US$68-trillion wealth-transfer tsunami in the next 25 years, says Cerulli

The majority will come from baby boomers, with Gen-X clients waiting their turn as the wealthiest generation

US$68-trillion wealth-transfer tsunami in the next 25 years, says Cerulli

Over the course of the next quarter-century ending in 2041, nearly 45 million US households will pass on a total of US$68 trillion in wealth as inheritances or charitable gifts.

According to new research from Cerulli Associates, this tsunami of wealth assets — much of which has been built up over the long-drawn bull run of recent years — stands to be one of the most defining phenomena in financial services over the coming decades.

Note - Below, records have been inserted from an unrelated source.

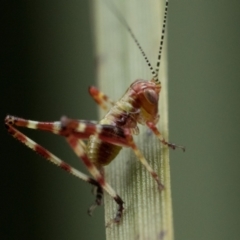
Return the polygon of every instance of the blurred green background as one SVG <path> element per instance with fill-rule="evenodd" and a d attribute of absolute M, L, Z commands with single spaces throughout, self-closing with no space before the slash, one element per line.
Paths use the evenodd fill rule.
<path fill-rule="evenodd" d="M 90 2 L 1 5 L 2 121 L 97 119 Z M 170 2 L 170 139 L 187 147 L 171 152 L 175 239 L 240 236 L 239 23 L 239 1 Z M 0 129 L 0 238 L 104 239 L 103 209 L 87 215 L 91 187 Z M 85 171 L 64 139 L 24 132 Z"/>

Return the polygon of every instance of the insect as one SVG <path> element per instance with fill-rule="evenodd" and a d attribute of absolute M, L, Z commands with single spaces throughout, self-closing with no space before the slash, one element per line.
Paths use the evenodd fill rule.
<path fill-rule="evenodd" d="M 157 182 L 158 188 L 160 190 L 164 189 L 157 173 L 154 172 L 152 167 L 148 164 L 147 160 L 133 140 L 133 135 L 139 132 L 138 124 L 146 125 L 164 145 L 172 149 L 178 147 L 185 150 L 182 146 L 177 146 L 165 141 L 156 127 L 159 120 L 158 100 L 161 90 L 161 82 L 158 79 L 158 71 L 166 28 L 167 11 L 168 1 L 166 1 L 165 5 L 162 36 L 155 71 L 153 70 L 153 67 L 151 66 L 127 22 L 119 16 L 118 13 L 116 14 L 140 49 L 147 65 L 152 71 L 153 77 L 149 81 L 134 81 L 126 90 L 122 98 L 120 98 L 117 102 L 113 102 L 97 88 L 90 87 L 90 95 L 102 108 L 105 109 L 106 104 L 108 103 L 112 105 L 111 109 L 99 123 L 70 119 L 65 116 L 63 116 L 60 121 L 56 122 L 38 122 L 14 116 L 7 116 L 5 118 L 5 126 L 14 138 L 63 170 L 96 187 L 96 200 L 90 207 L 89 214 L 91 214 L 96 206 L 101 204 L 103 190 L 105 190 L 118 205 L 117 213 L 113 220 L 116 223 L 119 223 L 121 220 L 124 210 L 124 202 L 115 190 L 105 181 L 103 177 L 103 166 L 109 164 L 116 157 L 122 147 L 130 147 L 139 161 Z M 72 150 L 83 161 L 93 178 L 71 167 L 47 149 L 21 133 L 16 129 L 16 127 L 39 129 L 63 136 Z M 84 140 L 88 140 L 88 143 L 86 144 Z"/>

Nearly US$60 trillion (88%) is expected to go to heirs, and US$8 trillion (12%) to charity.

Cerulli counted four methods of wealth transfer in its survey: giving to heirs inter vivos, bequeathing to heirs at death, donating to charity, or bequeathing to charity. The firm forecast that a great majority of wealth that is passed on in the next 10 years will wind up in the hands of Baby Boomer households (aged 51 to 69), who make up the majority of the children of the so-called Silent and Greatest Generations.

But by the end of that 25-year wealth-transfer period, Generation X (aged 35 to 50) will have not just earned themselves into being the wealthiest generation in the US, but they’ll also be in position to receive valuable estates from their parents and grandparents. Millennials are also expected to receive some share of the incoming wealth transfer.

Moving that much wealth to the next generation will require significant planning, but there are several factors holding families back from implementing a complete wealth-transfer strategy. Among the high-net-worth (HNW) practices surveyed by Cerulli, 61% said their clients felt uncomfortable sharing financial information with their children. The second most significant hurdle was clients’ inexperience with multi-generational wealth strategies (44%). Fear that their children are not prepared to inherit wealth — specifically, that they’ll lose their motivation to accumulate their own assets — was an obstacle for more than one third (39%) of respondents.

Other challenges cited were worries about unequal distribution of wealth (17%), a belief that the benefits of planning aren’t worth the cost and effort (17%), and plans to leave wealth to charitable causes (9%).

Cerulli also found that despite the major compression in fees seen by the investment-management industry, nearly 60% of HNW practices have not changed their advisory fees in the past three years. But moving forward, the company said HNW practices will face more pressure to substantiate their fees with well-defined value propositions and services beyond asset allocation such as financial planning tax minimization, and business consulting.